Отец улыбнулся и пожал Генриху руку. Глаза мамы переполнились слезами, и она обняла Карла. У Кристины к горлу подкатил ком.
— Раз так, тогда я спокоен, — сказал фатер Генриху, — на вас с Карлом можно положиться.
Вдруг Карл пулей выскочил из-за стола и обвил руками талию отца, не желая отпускать его. Наконец мутти встала. Она была бледна и вся трепетала, но голос ее прозвучал строго:
— Ну все, Карл. Отец должен идти. Мы проводим его до станции.
Она положила руки мальчику на плечи, но тот вывернулся, побежал назад к столу и спрятал лицо в ладонях.
— Простите, — проговорил отец, не обращаясь ни к кому в отдельности.
— Тебе не за что извиняться, — возразила мутти. — Ты ни в чем не виноват, — она обняла мужа и долго не отпускала, но Кристина заметила, что мама перестала плакать. Стойкость вернулась к ней, о чем свидетельствовали расправленные плечи и высоко поднятая голова. — Тебе пора. Мы проводим тебя.
— Я останусь и приберу на кухне, — предложила ома. — А то со мной вы не поспеете к поезду.
Первым побуждением Кристины было вызваться помочь бабушке. Она бессознательно искала любой возможности подняться к Исааку, и у нее уже вошло в привычку ждать, когда все уйдут.

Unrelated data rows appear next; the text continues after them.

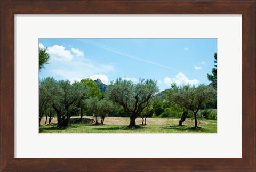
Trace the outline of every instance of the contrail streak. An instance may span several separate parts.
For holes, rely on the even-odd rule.
[[[137,57],[135,57],[134,56],[127,54],[125,53],[116,50],[114,50],[113,48],[111,48],[110,47],[108,47],[107,46],[106,46],[105,45],[103,45],[103,44],[99,43],[97,43],[95,41],[93,41],[93,40],[89,40],[89,39],[86,39],[86,40],[84,40],[80,39],[77,39],[77,40],[79,40],[80,41],[85,42],[86,43],[90,44],[91,45],[97,46],[97,47],[101,48],[102,49],[112,52],[113,53],[117,53],[117,54],[120,54],[120,55],[125,56],[130,58],[131,59],[135,59],[135,60],[139,60],[139,61],[140,61],[144,62],[145,63],[157,65],[157,66],[158,66],[158,67],[162,67],[162,68],[169,69],[171,69],[171,70],[174,70],[174,69],[171,69],[170,68],[166,67],[164,65],[161,65],[161,64],[157,64],[157,63],[154,63],[154,62],[150,62],[150,61],[147,61],[147,60],[143,60],[143,59],[141,59],[138,58]]]

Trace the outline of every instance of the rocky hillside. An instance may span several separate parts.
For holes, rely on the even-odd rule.
[[[101,93],[106,92],[108,89],[108,86],[102,83],[100,79],[98,78],[97,79],[94,80],[94,82],[96,83],[96,85],[100,88]]]

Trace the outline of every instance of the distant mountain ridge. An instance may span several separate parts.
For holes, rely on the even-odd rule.
[[[96,83],[96,85],[99,88],[100,88],[101,93],[105,92],[108,89],[108,86],[105,84],[102,83],[100,79],[98,78],[97,79],[94,80],[94,81]]]

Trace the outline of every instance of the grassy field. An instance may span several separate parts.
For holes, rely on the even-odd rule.
[[[45,119],[41,121],[39,133],[217,133],[217,121],[203,119],[197,121],[197,126],[201,128],[194,129],[194,121],[187,119],[183,126],[179,126],[179,119],[151,118],[147,119],[146,126],[140,125],[142,119],[136,119],[137,127],[130,128],[129,118],[106,117],[105,124],[95,125],[92,117],[84,117],[82,122],[75,123],[78,117],[72,117],[70,125],[65,128],[56,127],[57,119],[53,119],[52,123],[44,124]]]

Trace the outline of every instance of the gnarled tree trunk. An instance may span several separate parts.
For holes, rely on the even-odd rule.
[[[183,112],[182,116],[181,116],[181,118],[179,121],[179,125],[180,126],[181,126],[182,125],[183,122],[184,122],[186,120],[186,118],[187,118],[188,114],[188,111],[187,111],[186,110],[184,111],[184,112]]]
[[[197,128],[197,120],[196,119],[196,113],[194,114],[195,115],[195,128]]]
[[[136,120],[137,117],[134,114],[131,114],[130,116],[130,125],[128,126],[129,127],[134,127],[136,126]]]

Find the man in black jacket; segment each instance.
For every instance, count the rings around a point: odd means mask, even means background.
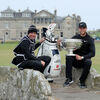
[[[64,86],[69,86],[73,83],[72,80],[72,66],[75,68],[83,68],[83,72],[80,77],[80,88],[86,88],[85,80],[88,76],[91,67],[91,57],[95,56],[94,40],[87,34],[87,25],[84,22],[79,23],[79,32],[73,36],[73,39],[81,39],[81,48],[74,50],[76,56],[66,56],[66,81]]]
[[[21,69],[34,69],[43,73],[46,66],[50,63],[51,58],[48,56],[35,56],[34,50],[45,41],[45,39],[42,38],[40,42],[35,43],[36,35],[37,29],[34,25],[31,25],[28,29],[28,35],[25,36],[19,45],[13,50],[15,58],[12,63]]]

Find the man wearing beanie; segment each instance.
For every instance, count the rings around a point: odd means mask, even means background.
[[[72,80],[72,67],[83,68],[80,75],[80,88],[86,88],[85,81],[91,67],[91,58],[95,56],[94,40],[87,33],[87,25],[84,22],[79,23],[79,32],[73,36],[73,39],[81,39],[82,46],[79,49],[74,50],[75,56],[66,56],[66,81],[64,86],[69,86],[73,83]]]
[[[12,61],[14,65],[17,65],[20,69],[34,69],[43,73],[46,66],[50,63],[51,58],[48,56],[36,57],[34,50],[36,50],[43,41],[36,43],[35,38],[37,35],[37,29],[34,25],[31,25],[28,29],[28,35],[23,37],[18,46],[13,50],[15,57]]]

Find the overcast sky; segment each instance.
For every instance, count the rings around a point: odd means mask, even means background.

«Прости, Исаак, — мысленно обратилась она к нему, — я не знаю, когда снова увижу отца и случится ли это вообще, а потому должна проводить его. Придется тебе подождать с завтраком до моего возвращения».
Мутти сделала из ветхой хлопковой простыни перевязь и повесила ее отцу на плечо. В импровизированную торбу она поместила теплую буханку ржаного хлеба, а рядом поставила банку с козьим молоком, обложив ее полотенцем, двумя парами носков и парой перчаток. Четыре завернутых в газету вареных яйца улеглись поверх буханки.
— Осторожнее с молоком, — предупредила мать. — Не разлей.
— Скоро увидимся, — пообещал фатер бабушке, обнимая ее.
— Береги себя.
Все, кроме омы, вышли в коридор: сначала отец, затем мама, за ней мальчики, Мария и Кристина. Они гуськом спускались по лестнице, как похоронная процессия, не говоря ни слова. Кристина видела впереди пять бледных тонких рук, крепко сжимавших перила.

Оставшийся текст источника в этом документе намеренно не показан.